OBJECTIVE: This investigation compared the efficacy of the monoamine
oxidase inhibitor (MAOI) tranylcypromine with that of the tricyclic
imipramine in the treatment of anergic bipolar depressive illness. METHOD:
A controlled, double-blind comparison was used to study 56 outpatients who
met operationalized criteria for anergic bipolar depression. Patients with
bipolar I and II depression were equally distributed between comparison
groups. Outcome was measured by the patient-rated Beck Depression Inventory
and the clinician-rated Hamilton Rating Scale for Depression, Raskin Mania
and Depression Scales, Clinical Global Impression Scale, and the Pittsburgh
Reversed Vegetative Symptom Scale. Twenty-eight patients were treated with
tranylcypromine and 28 with imipramine. Seventy-three percent of bipolar
depressive patients screened for the study met criteria for anergic
depression, consistent with previous findings from studies in bipolar
illness that stretch back over 100 years. RESULTS: Tranylcypromine produced
statistically significant superior outcome in terms of lower attrition,
greater symptomatic improvement, and higher global response without
increased risk of treatment-emergent hypomania or mania. CONCLUSIONS: The
authors propose that the apparently superior efficacy of tranylcypromine in
bipolar depression is specifically linked to anergia and reversed
neurovegetative symptoms.

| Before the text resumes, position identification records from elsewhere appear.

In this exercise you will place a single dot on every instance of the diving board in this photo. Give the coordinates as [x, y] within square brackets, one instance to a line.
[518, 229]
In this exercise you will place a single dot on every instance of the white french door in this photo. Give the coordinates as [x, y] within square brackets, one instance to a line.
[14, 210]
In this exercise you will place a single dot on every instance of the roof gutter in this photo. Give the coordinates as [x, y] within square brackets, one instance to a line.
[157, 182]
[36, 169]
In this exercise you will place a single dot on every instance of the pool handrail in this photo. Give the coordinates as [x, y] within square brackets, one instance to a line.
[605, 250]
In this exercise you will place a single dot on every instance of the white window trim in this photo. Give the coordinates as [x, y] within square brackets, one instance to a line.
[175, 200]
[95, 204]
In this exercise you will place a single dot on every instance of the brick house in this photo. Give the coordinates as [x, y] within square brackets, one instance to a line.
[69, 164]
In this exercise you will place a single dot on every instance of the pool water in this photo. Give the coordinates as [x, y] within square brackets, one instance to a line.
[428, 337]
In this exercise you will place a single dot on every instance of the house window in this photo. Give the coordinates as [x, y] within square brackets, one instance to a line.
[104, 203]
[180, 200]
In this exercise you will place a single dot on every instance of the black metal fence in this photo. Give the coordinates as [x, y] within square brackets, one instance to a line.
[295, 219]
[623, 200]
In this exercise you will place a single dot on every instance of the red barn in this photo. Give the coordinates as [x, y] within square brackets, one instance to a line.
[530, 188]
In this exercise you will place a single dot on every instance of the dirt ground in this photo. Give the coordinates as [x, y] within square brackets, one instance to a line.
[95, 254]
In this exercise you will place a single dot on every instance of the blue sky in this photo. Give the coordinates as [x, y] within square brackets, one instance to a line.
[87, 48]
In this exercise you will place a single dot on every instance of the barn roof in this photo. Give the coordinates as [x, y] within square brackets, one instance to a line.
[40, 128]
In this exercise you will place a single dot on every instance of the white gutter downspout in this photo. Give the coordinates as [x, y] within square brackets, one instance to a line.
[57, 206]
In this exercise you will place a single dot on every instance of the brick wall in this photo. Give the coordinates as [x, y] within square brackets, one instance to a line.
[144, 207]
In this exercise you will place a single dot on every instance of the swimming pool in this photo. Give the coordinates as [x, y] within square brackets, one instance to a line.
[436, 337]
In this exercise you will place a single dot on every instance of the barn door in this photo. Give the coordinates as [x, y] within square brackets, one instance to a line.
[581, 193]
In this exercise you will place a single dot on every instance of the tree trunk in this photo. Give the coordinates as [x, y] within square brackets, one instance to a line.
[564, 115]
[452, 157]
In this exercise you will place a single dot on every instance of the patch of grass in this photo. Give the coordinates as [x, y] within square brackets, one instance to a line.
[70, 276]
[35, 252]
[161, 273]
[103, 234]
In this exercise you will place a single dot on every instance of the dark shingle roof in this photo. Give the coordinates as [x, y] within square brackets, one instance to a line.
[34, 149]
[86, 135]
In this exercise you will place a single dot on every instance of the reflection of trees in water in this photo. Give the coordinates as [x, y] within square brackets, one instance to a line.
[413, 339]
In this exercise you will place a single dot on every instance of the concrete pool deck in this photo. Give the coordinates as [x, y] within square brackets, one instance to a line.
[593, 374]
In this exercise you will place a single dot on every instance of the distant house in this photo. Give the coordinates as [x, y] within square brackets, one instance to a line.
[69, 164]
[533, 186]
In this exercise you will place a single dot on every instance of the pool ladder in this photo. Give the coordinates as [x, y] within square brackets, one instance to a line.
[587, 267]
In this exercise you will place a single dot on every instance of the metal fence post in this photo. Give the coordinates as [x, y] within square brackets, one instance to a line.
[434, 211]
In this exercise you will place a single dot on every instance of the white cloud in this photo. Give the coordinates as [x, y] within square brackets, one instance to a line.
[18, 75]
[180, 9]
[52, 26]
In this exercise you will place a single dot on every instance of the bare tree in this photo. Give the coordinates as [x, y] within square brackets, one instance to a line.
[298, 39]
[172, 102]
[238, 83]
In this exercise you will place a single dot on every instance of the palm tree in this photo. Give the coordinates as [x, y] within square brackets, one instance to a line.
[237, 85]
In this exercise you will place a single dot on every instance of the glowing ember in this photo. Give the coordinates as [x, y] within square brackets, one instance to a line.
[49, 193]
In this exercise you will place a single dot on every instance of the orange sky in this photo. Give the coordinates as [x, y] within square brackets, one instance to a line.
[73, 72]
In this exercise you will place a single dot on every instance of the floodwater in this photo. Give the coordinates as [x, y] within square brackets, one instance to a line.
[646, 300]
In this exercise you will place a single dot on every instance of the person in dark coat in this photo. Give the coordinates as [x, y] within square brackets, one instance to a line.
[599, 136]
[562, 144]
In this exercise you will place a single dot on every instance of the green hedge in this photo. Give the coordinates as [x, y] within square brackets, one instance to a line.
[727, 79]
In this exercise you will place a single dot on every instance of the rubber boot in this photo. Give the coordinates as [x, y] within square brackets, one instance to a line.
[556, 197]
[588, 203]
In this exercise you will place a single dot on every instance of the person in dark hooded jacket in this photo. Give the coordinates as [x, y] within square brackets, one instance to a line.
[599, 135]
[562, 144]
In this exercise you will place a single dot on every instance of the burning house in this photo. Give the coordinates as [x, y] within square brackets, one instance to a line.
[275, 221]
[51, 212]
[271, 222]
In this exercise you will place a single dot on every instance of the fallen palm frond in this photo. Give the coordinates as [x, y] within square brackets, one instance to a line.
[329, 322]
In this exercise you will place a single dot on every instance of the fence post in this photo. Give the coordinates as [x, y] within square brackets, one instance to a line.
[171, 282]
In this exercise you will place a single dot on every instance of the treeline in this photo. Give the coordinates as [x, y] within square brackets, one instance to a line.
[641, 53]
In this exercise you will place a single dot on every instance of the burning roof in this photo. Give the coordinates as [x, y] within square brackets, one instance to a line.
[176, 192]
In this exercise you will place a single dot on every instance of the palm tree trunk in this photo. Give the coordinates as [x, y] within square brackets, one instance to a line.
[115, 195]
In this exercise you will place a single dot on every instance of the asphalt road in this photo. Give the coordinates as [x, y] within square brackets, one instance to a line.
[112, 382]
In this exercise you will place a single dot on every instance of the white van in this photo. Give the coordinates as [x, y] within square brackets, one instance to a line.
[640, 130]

Bipolar I and bipolar II patients had comparable
outcomes, but bipolar I patients had a significantly greater risk of
treatment-emergent mood swings. Although the relatively poor showing of
imipramine warrants close scrutiny, these findings provide further
documentation of the utility of MAOIs in patients presenting with anergia,
motor retardation, hyperphagia, and/or hypersomnia.